Bild: Wer tief bohren will, braucht anständiges Werkzeug: Erdbohrkopf
Hamburg taz | Seine fossile Vergangenheit könnte dem Bundesland
Niedersachsen den Weg in eine klimaneutrale Zukunft ebnen. Vorreiter dafür
ist die Gemeinde Munster in der Lüneburger Heide, die aus einem ehemaligen
Erdgas-Bohrloch Erdwärme fördern möchte. Darüber hinaus gibt es Pläne,
ehemalige Bergwerke zu diesem Zweck zu nutzen.
[1][Erdwärme – Geothermie –] hat gegenüber anderen erneuerbaren
Energiequellen den Vorzug, dass sie konstant verfügbar ist [2][]und nicht
mit Wind und Wetter schwankt. Dafür ist ihre Erschließung technisch
aufwendig und riskant. Denn es ist unklar, ob eine Bohrung überhaupt fündig
wird und [3][in manchen Gegenden kommt das Risiko von Erdverwerfungen
hinzu].
Die Gemeinde Munster muss sich hierzu keine Gedanken machen. „Das Risiko,
nichts zu finden, ist weg“, sagt Jan Niemann, der Geschäftsführer der
Stadtwerke. Denn das 4.500 Meter tiefe Bohrloch gibt es ja schon und es
reicht in eine Schicht, in der sich seit Jahren 147 Grad heißes Wasser
findet. Dass sich hiermit Erdwärme erschließen lasse, sei zu mehr als 99
Prozent sicher, sagt Niemann. Die größte offene Frage sei, ob das Gestein
dort unten – sogenanntes Rotliegendes – grobporig genug sei, um eine
Förderrate von mindestens 30 Litern pro Sekunde zu ermöglichen.
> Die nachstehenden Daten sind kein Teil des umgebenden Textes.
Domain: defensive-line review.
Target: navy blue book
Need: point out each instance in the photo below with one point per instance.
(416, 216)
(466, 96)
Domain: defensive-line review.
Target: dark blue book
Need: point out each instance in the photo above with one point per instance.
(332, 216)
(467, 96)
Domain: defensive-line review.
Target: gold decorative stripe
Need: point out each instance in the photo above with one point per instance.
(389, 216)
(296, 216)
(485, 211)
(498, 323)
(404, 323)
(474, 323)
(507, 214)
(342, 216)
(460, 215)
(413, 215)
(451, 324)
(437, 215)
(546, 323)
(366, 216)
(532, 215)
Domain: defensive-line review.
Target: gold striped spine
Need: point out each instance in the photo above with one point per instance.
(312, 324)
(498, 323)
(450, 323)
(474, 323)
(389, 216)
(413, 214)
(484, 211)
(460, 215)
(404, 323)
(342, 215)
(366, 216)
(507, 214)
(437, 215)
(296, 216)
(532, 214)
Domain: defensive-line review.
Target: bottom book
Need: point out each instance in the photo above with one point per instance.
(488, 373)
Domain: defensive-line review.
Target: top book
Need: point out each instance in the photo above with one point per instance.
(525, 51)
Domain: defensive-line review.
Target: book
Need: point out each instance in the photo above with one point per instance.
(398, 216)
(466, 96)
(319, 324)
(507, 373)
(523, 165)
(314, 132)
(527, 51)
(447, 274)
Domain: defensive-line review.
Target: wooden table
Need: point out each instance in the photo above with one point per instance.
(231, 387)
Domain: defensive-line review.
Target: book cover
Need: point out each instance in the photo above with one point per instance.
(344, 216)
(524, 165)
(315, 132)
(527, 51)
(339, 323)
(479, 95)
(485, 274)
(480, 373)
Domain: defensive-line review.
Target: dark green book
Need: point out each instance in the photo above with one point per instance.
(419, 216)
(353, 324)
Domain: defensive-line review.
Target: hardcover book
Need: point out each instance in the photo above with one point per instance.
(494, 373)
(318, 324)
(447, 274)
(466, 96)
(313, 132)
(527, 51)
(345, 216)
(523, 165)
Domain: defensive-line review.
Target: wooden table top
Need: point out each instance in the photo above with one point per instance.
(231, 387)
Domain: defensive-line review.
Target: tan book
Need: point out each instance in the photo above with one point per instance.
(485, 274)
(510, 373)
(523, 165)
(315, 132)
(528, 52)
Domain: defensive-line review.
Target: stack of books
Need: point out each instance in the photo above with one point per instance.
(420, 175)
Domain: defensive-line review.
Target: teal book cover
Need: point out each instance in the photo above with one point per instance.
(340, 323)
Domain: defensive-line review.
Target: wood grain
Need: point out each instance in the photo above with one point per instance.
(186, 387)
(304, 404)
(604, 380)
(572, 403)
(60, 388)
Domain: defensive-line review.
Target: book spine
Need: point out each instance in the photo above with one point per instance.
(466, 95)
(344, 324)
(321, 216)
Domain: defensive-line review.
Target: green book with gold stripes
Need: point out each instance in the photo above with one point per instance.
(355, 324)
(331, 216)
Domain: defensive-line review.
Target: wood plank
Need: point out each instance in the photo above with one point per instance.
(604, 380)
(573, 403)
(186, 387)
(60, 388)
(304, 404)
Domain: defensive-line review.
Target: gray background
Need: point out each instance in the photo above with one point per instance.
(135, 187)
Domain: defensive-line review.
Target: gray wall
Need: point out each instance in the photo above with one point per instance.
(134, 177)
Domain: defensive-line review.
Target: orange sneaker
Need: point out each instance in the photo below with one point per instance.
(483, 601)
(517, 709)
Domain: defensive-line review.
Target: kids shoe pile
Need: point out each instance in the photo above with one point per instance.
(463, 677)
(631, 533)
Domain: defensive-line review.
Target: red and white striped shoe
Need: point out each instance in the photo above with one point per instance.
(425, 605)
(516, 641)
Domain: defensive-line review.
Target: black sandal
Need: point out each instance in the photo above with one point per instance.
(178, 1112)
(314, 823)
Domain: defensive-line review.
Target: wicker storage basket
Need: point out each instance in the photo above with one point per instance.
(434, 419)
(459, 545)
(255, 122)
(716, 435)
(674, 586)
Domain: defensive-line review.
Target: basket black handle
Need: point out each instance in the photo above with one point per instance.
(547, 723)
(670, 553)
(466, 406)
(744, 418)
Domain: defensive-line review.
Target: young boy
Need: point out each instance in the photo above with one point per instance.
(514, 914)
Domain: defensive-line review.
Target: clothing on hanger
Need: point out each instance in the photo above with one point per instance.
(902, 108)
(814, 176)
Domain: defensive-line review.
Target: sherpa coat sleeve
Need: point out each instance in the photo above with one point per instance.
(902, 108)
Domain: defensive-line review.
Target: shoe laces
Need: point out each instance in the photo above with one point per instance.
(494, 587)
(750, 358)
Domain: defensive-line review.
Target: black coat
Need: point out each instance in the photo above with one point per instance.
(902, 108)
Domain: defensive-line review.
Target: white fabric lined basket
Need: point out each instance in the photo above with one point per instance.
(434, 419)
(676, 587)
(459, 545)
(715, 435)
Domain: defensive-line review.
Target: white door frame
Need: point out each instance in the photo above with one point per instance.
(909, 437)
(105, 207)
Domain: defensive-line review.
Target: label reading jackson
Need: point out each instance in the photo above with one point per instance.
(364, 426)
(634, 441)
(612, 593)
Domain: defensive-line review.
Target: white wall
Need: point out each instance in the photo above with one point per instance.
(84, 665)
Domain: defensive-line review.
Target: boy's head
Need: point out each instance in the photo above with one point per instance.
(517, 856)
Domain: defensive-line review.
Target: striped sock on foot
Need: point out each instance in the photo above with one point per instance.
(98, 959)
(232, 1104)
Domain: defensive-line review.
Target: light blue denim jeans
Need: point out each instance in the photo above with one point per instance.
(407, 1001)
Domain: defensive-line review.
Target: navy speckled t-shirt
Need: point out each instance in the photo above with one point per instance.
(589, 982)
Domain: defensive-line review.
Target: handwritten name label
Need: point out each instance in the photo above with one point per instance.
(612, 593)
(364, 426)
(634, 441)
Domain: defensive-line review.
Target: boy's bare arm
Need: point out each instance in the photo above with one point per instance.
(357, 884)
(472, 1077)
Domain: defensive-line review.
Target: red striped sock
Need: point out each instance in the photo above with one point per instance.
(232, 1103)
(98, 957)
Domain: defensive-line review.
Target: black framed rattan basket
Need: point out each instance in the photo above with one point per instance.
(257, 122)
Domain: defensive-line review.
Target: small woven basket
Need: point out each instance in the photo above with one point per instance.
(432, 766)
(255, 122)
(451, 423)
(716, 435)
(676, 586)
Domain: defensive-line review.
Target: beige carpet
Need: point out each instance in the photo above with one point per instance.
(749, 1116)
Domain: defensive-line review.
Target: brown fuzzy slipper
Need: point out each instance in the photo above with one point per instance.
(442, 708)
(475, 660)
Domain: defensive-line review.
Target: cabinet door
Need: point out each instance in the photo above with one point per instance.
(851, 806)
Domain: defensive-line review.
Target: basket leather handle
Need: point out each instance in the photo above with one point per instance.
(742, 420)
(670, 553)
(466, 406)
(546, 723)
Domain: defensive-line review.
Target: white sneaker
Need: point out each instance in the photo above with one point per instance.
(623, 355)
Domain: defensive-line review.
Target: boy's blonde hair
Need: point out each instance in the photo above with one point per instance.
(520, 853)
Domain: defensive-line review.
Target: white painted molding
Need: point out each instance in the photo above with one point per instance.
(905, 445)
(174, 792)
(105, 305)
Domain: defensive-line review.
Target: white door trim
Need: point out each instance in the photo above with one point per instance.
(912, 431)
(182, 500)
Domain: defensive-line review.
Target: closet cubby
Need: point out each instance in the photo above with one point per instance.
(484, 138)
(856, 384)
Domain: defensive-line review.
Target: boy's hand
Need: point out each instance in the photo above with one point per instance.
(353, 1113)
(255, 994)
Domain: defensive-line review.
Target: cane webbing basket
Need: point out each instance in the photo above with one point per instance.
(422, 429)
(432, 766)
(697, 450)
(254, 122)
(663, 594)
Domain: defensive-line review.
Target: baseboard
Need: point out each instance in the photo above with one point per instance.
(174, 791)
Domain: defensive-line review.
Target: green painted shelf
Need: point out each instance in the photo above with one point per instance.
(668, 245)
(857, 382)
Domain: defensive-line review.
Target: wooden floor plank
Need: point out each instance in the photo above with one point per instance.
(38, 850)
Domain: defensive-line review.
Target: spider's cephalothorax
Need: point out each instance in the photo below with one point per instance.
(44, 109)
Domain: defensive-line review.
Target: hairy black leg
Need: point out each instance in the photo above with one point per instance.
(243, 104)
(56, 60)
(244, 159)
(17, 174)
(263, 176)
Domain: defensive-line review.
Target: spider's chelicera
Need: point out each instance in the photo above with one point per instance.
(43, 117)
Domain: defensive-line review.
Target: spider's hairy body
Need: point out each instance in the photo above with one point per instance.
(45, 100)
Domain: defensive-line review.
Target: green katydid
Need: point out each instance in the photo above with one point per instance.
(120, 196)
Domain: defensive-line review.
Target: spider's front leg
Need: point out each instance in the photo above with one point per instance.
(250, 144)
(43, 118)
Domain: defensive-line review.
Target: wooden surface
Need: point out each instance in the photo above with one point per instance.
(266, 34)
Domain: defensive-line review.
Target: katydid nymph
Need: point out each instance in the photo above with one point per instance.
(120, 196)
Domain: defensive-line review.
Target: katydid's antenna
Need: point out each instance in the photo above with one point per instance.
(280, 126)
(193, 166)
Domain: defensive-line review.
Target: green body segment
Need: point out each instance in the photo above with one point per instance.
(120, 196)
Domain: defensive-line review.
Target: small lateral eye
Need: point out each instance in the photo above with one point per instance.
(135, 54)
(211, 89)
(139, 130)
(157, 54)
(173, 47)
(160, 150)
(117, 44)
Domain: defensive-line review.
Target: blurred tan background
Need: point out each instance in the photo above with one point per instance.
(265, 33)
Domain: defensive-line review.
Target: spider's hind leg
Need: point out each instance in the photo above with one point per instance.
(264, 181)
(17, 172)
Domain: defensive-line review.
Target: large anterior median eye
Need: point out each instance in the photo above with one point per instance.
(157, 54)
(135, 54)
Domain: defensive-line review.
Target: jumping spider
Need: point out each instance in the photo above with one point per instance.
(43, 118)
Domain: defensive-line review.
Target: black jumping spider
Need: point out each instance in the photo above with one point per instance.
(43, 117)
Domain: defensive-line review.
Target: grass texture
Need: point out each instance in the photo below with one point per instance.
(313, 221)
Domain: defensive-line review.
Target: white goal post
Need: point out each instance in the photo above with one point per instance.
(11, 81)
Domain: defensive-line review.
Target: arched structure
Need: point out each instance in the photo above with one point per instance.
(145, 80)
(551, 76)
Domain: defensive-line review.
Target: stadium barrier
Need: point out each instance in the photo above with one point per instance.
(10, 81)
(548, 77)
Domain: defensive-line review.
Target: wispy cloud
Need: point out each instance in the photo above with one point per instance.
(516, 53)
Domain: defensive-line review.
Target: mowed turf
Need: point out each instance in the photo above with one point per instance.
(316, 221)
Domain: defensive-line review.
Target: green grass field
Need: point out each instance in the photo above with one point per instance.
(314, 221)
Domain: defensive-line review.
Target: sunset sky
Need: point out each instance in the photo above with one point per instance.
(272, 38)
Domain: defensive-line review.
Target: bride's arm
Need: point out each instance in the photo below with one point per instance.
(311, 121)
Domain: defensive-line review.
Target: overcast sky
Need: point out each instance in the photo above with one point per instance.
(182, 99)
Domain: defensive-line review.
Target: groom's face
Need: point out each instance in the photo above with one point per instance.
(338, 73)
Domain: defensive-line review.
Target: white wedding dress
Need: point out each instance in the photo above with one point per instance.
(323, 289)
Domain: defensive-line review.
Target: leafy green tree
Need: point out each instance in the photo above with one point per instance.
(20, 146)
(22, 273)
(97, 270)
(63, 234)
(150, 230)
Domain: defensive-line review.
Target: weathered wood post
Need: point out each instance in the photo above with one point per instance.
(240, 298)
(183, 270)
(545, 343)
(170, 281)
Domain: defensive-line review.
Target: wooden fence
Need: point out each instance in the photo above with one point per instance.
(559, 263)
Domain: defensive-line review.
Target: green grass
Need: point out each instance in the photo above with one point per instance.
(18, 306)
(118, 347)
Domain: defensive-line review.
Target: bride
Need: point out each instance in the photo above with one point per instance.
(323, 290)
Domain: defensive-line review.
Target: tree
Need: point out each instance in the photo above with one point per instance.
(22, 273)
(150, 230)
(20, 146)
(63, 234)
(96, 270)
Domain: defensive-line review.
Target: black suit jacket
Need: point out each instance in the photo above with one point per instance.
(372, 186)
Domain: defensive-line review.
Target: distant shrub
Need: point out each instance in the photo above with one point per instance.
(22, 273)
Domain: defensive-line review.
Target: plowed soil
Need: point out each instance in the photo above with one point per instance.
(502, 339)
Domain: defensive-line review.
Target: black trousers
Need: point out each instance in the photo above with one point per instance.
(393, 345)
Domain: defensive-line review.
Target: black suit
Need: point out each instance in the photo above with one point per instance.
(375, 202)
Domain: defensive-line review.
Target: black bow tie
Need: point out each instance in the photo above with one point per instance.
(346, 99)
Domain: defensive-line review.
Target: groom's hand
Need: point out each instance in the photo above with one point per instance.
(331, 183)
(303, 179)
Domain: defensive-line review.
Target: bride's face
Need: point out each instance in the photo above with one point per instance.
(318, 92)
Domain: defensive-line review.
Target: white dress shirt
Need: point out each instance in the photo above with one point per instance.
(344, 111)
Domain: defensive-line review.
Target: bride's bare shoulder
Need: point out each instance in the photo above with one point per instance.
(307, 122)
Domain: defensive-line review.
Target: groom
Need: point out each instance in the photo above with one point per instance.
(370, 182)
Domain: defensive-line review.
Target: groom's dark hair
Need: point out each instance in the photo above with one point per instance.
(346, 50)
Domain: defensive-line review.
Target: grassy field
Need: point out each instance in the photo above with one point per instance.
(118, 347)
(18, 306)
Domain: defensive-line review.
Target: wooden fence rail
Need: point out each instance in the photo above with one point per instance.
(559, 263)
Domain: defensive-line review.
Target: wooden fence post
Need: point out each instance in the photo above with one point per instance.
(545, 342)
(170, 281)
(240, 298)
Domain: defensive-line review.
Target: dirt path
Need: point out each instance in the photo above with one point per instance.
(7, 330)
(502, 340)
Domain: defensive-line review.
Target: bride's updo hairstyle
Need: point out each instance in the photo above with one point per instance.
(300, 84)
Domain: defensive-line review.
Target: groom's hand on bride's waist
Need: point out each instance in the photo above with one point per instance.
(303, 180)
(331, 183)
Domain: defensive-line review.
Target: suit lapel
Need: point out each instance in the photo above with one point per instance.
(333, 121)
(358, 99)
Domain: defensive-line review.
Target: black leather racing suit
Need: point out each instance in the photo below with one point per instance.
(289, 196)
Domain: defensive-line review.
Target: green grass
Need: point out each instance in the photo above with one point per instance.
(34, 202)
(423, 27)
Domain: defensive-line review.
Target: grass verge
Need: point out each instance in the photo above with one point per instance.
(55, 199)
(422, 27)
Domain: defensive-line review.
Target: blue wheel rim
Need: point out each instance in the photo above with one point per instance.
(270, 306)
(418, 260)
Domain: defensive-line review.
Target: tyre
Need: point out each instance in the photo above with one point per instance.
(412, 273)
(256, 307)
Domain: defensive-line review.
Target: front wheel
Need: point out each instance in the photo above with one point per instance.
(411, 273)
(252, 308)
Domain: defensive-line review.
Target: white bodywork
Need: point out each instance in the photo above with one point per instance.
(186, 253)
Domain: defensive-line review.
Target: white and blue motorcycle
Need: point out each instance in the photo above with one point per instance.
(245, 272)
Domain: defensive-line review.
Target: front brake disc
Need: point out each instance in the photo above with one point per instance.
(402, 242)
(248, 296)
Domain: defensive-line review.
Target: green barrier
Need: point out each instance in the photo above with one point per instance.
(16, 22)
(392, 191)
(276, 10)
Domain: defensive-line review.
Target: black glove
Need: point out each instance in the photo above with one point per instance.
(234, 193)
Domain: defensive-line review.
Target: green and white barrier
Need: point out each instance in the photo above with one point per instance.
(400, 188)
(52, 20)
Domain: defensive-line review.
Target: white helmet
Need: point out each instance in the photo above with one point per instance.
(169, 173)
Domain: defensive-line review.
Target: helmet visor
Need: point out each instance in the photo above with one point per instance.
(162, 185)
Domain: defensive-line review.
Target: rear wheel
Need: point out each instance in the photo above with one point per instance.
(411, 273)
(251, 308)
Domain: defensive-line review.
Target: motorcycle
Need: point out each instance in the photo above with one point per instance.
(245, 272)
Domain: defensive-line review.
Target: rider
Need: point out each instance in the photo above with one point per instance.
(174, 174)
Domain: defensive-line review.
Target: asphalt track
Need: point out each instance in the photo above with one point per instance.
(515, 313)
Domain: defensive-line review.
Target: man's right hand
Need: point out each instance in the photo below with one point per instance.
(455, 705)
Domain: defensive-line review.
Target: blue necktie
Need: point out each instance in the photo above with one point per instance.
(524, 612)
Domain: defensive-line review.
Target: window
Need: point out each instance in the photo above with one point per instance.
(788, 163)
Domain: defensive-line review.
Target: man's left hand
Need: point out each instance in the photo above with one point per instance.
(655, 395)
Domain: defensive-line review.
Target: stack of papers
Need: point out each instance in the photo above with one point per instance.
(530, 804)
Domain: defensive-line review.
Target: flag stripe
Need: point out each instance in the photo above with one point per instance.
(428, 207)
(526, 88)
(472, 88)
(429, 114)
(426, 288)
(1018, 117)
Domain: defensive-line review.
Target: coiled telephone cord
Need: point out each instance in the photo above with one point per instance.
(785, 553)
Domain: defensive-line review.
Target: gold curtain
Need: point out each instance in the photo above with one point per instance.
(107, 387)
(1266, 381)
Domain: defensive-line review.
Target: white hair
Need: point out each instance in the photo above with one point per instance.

Sollte das der Fall sein, stünde der schönen neuen Energiezukunft in
Munster nichts mehr im Wege. Nicht nur zwölf Megawatt Wärme für Wohnungen
und Kasernen, sondern auch zwölf Megawatt Strom ließen sich hier
CO2-neutral gewinnen. Der Strom wäre das Sahnehäubchen auf dem Projekt,
denn meistens reichen die Bohrungen nicht so tief und können deshalb kein
Wasser fördern, das heiß genug wäre, um damit eine Stromturbine zu
betreiben.
## Nahezu unerschöpfliche Energiequelle
Um die Erdwärme fördern zu können, brauchen die Stadtwerke
Munster/Bispingen allerdings noch ein zweites viereinhalb Kilometer tiefes
Bohrloch, durch welches das abgekühlte Wasser von der Erdoberfläche in
einem geschlossenen Kreislauf wieder in die Tiefe gepumpt wird. Bevor das
gebohrt wird, soll aber noch ein umfangreicher Test gemacht werden. „Man
hat eigentlich alles“, sagt Stadtwerke-Geschäftsführer Niemann, „aber man
möchte eine letzte Gewissheit haben“.
Verständlich – schließlich schätzt Niemann die Investitionssumme auf 45
Millionen Euro. 7,1 Millionen davon gibt das Land Niedersachsen –
rückzahlbar, wenn das Projekt ein Erfolg wird. Mit dem Geld würden 90
Prozent des „Fündigkeitsrisikos“, also der Kosten für den finalen Test,
abgedeckt, sagt das Ministerium.
„Die Geothermie bietet uns die Möglichkeit, erneuerbare Wärme aus einer
umweltfreundlichen und nahezu unerschöpflichen Energiequelle zu gewinnen“,
sagt Meyer. Sein Ministerium habe deshalb die Voraussetzungen dafür
geschaffen, dass Geothermie aus dem Wirtschaftsförderfonds unterstützt
werden könne. Das Pilotprojekt in Munster stehe kurz vor der Förderzusage.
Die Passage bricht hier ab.